An diesem Dienstag kommt der türkische Ministerpräsident Erdogan nach Berlin. Der Vorsitzende der Türkischen Gemeinde in Deutschland, Kenan Kolat, spricht im Interview über seine Erwartungen.

Herr Kolat, Reden des türkischen Premiers haben hohes Potenzial, Deutschland aufzubringen – so vor Jahren die Kölner Rede. Jetzt kann er hier sogar Wahlkampf machen. Fürchten Sie die Folgen?

Es ist das demokratische Recht auch türkischer Staatsangehöriger, die im Ausland leben, in der Türkei zu wählen. Im übrigen ist das nicht ihre erste Wahl, schon früher haben etwa 150 000 bis 250 000 von der Möglichkeit Gebrauch gemacht, an der Grenze abzustimmen. Das bedeutet natürlich Wahlkampf hier, aber das muss man aushalten. Und Erdogan ist auch nicht der erste und einzige. Neben seiner AK-Partei hat auch die kemalistische CHP hier Vereine gegründet.

Also kein Problem?

Nicht im Auftritt selbst. Wir hatten hier ja auch schon einen US-Präsidentschaftskandidaten Obama. Die Frage ist nicht, ob er redet, sondern was. Und Erdogan spricht manchmal im Ausland anders als in der Türkei. Das muss man gegebenenfalls auch kritisieren.

Gilt das auch für die aktuelle Lage in der Türkei, das Vorgehen gegen die Justiz und die anhaltende Repression gegen die Gezipark-Proteste?

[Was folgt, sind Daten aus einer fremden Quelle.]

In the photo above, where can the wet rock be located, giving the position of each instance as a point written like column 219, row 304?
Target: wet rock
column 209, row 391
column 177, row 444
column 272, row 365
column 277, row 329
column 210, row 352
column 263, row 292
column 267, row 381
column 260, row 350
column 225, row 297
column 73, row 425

Sicher. Wobei Deutschland und die EU mehr Einflussmöglichkeiten hätten, wenn sie die EU-Beitrittskapitel 23 und 24 öffnen würden, in denen es um Grundrechte, Justiz und Demokratie geht.

Warum?

Ich wünsche mir natürlich Kritik. Es ist schlimm, wie die guten Ansätze der früheren Erdogan-Jahre, die demokratischen Reformen im Staatsapparat und Militär, steckenbleiben und die rechtsstaatlichen Errungenschaften zurückgedreht werden. Erdogan seinerseits sollte im Gespräch mit der Kanzlerin gern ein Wort zur vollen Gleichberechtigung in Sachen doppelte Staatsbürgerschaft sagen. Nur wird Kritik im deutsch-türkischen Verhältnis rasch hilflos.

Was meinen Sie?

Wenn die Kanzlerin von Demokratie und Grundrechten spricht – und das sollte sie, der Rechtsstaat ist das A und O in der Türkei –, kann Erdogan leicht gegenrechnen und ihr den NSU-Skandal vorhalten. Die Beziehungen zwischen Deutschland und der Türkei sind aber wichtig für uns Deutschtürken, sind sie gestört, wird das auf unserem Rücken ausgetragen.

Was erwarten Sie?

Wir brauchen eine institutionalisierte Zusammenarbeit zwischen beiden Ländern, mindestens einmal im Jahr, wie mit Frankreich, eine gemeinsame Kabinettssitzung. Das geht auch ohne EU-Beitritt. Die Türkei hat zum Beispiel jetzt ein Ministerium für die Auslandstürken und es ist zu merken, wie viel mehr man in Ankara über Deutschland weiß als umgekehrt. Die Menschen wenden sich dorthin, um ihre Probleme zu lösen, zum Beispiel die juristischen in binationalen Familien. Die Probleme der Deutschtürken sollten aber hier gelöst werden und nicht in der Türkei. Wer sich fragt, warum so viele zu Erdogan laufen und nicht auf die Kanzlerin zugehen: Das ist der Grund. Ich hoffe da auf Einsicht von Frau Merkel.

Kenan Kolat (54) ist Bundesvorsitzender der Türkischen Gemeinde. Der studierte Ingenieur, in Istanbul geboren, ist seit 33 Jahren Berliner und selbst Doppelstaatler.